Usually, one recipe of filling will last beyond a single recipe of dough, so have extra dough ingredients ready. This recipe makes 100 small hamantaschen (pareve or dairy). They freeze well so you can bake ahead!
Dough Ingredients:
Six eggs
½ cup butter (also very good with pareve margarine)
One cup sugar
One cup unsweetened grapefruit juice
One cup vegetable oil
One tsp salt
Six cups sifted flour (note: up to 8 ½ cups total, see below)

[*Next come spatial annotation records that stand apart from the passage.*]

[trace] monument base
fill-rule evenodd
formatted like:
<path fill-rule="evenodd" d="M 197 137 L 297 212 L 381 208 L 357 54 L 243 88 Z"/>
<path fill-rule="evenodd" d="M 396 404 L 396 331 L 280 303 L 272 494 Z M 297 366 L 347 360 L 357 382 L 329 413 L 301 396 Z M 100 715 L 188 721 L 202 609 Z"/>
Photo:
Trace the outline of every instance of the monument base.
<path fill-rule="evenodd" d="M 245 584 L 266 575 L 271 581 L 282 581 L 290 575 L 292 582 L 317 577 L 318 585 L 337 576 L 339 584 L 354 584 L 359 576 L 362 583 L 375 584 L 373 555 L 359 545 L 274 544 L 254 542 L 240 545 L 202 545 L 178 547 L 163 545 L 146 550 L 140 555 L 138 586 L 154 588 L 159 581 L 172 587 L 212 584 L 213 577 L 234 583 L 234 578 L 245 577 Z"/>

One tsp baking powder for every cup of flour
Filling
One box prunes (~16 oz)
One box dried peaches or apricots (~16 oz)
One box raisins (~16 oz)
One orange with rind
Directions:
1) Make the filling
Soak the dried fruit several hours in warm water until tender, drain, grind together with orange. Mix,
put in refrigerator. (With food processor, use main cutting blade; process until you get small particles, not too
smooth.)
2) Make the dough
Whisk together liquids & eggs in a small bowl. In a large bowl, cream sugar & butter/margarine, then
add six cups flour, six tsp baking powder, salt and liquids alternately. Add 1 ½ to 2 ½ cups more flour, ½
cup at a time and knead with hands (with one tsp additional baking powder for each cup), until dough is
elastic and less sticky so it can be rolled. If you aren’t sure, err on the side of less flour, since you can
add flour to while rolling but if there is too much flour the hamentaschen will not stick together after
you fill them.
3) Assemble
Roll on floured surface until approximately 1/8 to 3/16 inch thick, cut rounds with a glass about 3 ½
inches in diameter. Put filling in center (one to two tbsp), fold up into triangles, and pinch to close. Gather
unused rolled dough, add more from bowl, roll and fill again until finished. If they don’t stay closed, wet your fingers if needed.
Put on oiled cookie tins (or lined with parchment paper), brush with egg whites or milk to brown tops.
Bake at 375 degrees for about 18-20 minutes, until lightly browned. Sometimes the tops don’t brown
much so check the bottoms of a few and take out when the bottoms are browned.